E-mailmeldingen activeren of deactiveren

Meldingen waarschuwen gebruikers als bepaalde gebeurtenissen plaatsvinden, zoals wanneer iemand u markeert of als iemand een publieke koppeling naar een bestand of map maakt. Meldingen worden verstuurd via e-mail of een pop-upbericht in de desktop-app. Beheerders kunnen bepalen of e-mailmeldingen beschikbaar zijn in Oracle Content Management.

Belangrijk:

Met deze instelling (de)activeert u alle e-mailmeldingen van Oracle Content Management, inclusief welkomstberichten als een gebruiker wordt toegevoegd en e-mails met documentkoppelingen als iemand een bestand of map deelt.

Ga als volgt te werk om e-mailmeldingen te activeren:

  1. Nadat u zich als beheerder hebt aangemeld bij de webapplicatie Oracle Content Management, klikt u op Systeem in het gebied 'Beheer' van het navigatiemenu.

  2. Als u wilt dat er e-mailmeldingen worden verstuurd naar gebruikers, gaat u naar de pagina Algemeen en klikt u onder Meldingen op Actief.

  3. Sla de pagina Algemeen op.

Met de standaardinstelling worden e-mailmeldingen gedeactiveerd. Na een upgrade kunnen gebruikers echter nog steeds e-mailmeldingen ontvangen als een map is gedeeld totdat de beheerder de instelling wijzigt in Geactiveerd, vervolgens opnieuw instelt op Gedeactiveerd en de pagina Algemeen opnieuw opslaat.

Nadat e-mailmeldingen zijn geactiveerd, kunnen gebruikers voorkeuren voor e-mailmeldingen instellen. Hiertoe moeten gebruikers in het menu van de webclient Voorkeuren selecteren en de optie Meldingen kiezen.

Pop-upmeldingen in de desktop-app worden door de gebruiker beheerd in de desktop-app. Hiertoe moeten gebruikers in de desktop-app Voorkeuren openen en op Meldingen kiezen klikken.

Zie Meldingen en voorkeuren instellen in Collaborating on Documents with Oracle Content Management.

De standaardtijdzone en -taal instellen

Standaard komen de tijdzone, taal en datumnotatie van de webinterface overeen met de lokale instelling van de webbrowser. Gebruikers kunnen dit echter overschrijven in hun gebruikersvoorkeuren (op de pagina Algemeen). Als gebruikers hun instellingen wijzigen, worden de wijzigingen pas bij de volgende keer aanmelden van kracht. Zie Uw profiel en instellingen aanpassen in Collaborating on Documents with Oracle Content Management.

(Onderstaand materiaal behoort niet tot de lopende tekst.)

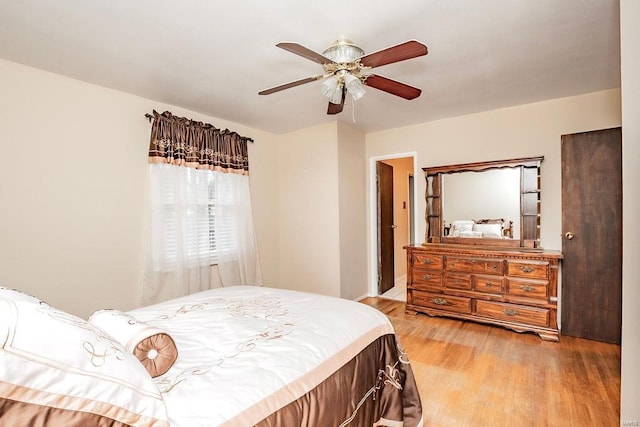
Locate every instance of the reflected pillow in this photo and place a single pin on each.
(462, 225)
(489, 230)
(155, 349)
(57, 369)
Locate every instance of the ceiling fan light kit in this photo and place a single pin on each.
(347, 69)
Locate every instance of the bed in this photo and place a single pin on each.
(235, 356)
(481, 228)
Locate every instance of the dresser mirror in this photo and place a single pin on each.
(495, 203)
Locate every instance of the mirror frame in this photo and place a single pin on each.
(529, 202)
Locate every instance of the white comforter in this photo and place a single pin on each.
(239, 345)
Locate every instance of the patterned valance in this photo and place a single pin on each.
(185, 142)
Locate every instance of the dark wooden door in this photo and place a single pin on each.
(592, 235)
(384, 186)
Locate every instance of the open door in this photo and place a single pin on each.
(592, 235)
(384, 194)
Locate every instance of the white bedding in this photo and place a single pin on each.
(263, 347)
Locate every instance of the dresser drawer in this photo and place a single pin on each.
(426, 279)
(457, 281)
(513, 313)
(442, 302)
(488, 284)
(474, 265)
(538, 270)
(425, 260)
(538, 289)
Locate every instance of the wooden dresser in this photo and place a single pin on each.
(513, 288)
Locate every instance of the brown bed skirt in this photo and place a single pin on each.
(375, 388)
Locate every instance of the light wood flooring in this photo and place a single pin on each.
(470, 374)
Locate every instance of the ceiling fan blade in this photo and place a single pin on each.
(298, 49)
(337, 108)
(392, 86)
(407, 50)
(290, 85)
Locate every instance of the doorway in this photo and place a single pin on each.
(393, 221)
(592, 235)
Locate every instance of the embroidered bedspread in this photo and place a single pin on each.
(260, 356)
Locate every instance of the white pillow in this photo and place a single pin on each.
(462, 225)
(489, 230)
(57, 369)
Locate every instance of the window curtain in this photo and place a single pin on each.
(200, 210)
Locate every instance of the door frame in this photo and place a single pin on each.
(373, 214)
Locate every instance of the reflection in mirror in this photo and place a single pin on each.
(489, 194)
(450, 201)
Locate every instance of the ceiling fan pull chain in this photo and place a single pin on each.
(353, 112)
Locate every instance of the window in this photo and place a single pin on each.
(196, 219)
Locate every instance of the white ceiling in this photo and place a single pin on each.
(215, 56)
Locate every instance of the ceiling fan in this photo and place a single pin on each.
(348, 69)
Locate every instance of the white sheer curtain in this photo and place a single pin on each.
(199, 218)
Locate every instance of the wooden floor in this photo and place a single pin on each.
(471, 374)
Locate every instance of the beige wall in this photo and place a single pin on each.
(309, 210)
(522, 131)
(402, 167)
(322, 220)
(630, 67)
(74, 184)
(353, 212)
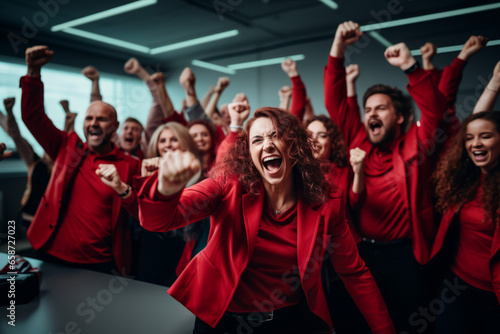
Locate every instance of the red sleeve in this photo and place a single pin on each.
(33, 114)
(430, 101)
(336, 103)
(450, 80)
(356, 276)
(162, 214)
(176, 117)
(226, 144)
(299, 96)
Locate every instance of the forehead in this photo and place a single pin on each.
(378, 99)
(481, 125)
(198, 128)
(261, 126)
(316, 126)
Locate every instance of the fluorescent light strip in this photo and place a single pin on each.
(108, 40)
(429, 17)
(382, 40)
(107, 13)
(264, 62)
(330, 3)
(196, 41)
(454, 48)
(213, 67)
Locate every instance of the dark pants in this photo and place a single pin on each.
(461, 308)
(291, 320)
(400, 279)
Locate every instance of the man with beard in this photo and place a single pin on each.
(80, 221)
(394, 215)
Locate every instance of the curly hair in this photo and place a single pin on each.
(307, 172)
(401, 102)
(457, 178)
(338, 153)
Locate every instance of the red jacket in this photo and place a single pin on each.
(449, 218)
(67, 150)
(207, 285)
(415, 151)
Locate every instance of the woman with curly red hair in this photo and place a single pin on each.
(468, 192)
(273, 219)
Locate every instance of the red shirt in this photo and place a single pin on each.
(472, 261)
(271, 282)
(383, 216)
(84, 235)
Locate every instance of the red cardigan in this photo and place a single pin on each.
(451, 217)
(207, 285)
(67, 150)
(415, 151)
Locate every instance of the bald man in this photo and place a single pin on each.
(81, 222)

Servicebeheerders kunnen een fallback-instelling configureren die moet worden gebruikt als er geen lokale instelling van de webbrowser beschikbaar is.

  1. Nadat u zich als beheerder hebt aangemeld bij de webapplicatie Oracle Content Management, klikt u op Systeem in het gebied 'Beheer' van het navigatiemenu.

  2. Ga naar de pagina Algemeen en selecteer onder Tijdzone en taal een standaardinstelling voor tijdzone, taal en datum/tijdnotatie.

    De tijdzone, taal en datumnotatie van de gebruikersinterface voor de desktop-app en mobiele app worden automatisch ingesteld op basis van de lokale gebruikersinstelling die is ingesteld voor het besturingssysteem. Deze taalinstelling kan niet worden overschreven. Als een gebruiker bijvoorbeeld gebruikmaakt van de desktop-app op een Spaanse versie van Microsoft Windows, wordt de desktop-app ook weergegeven in het Spaans.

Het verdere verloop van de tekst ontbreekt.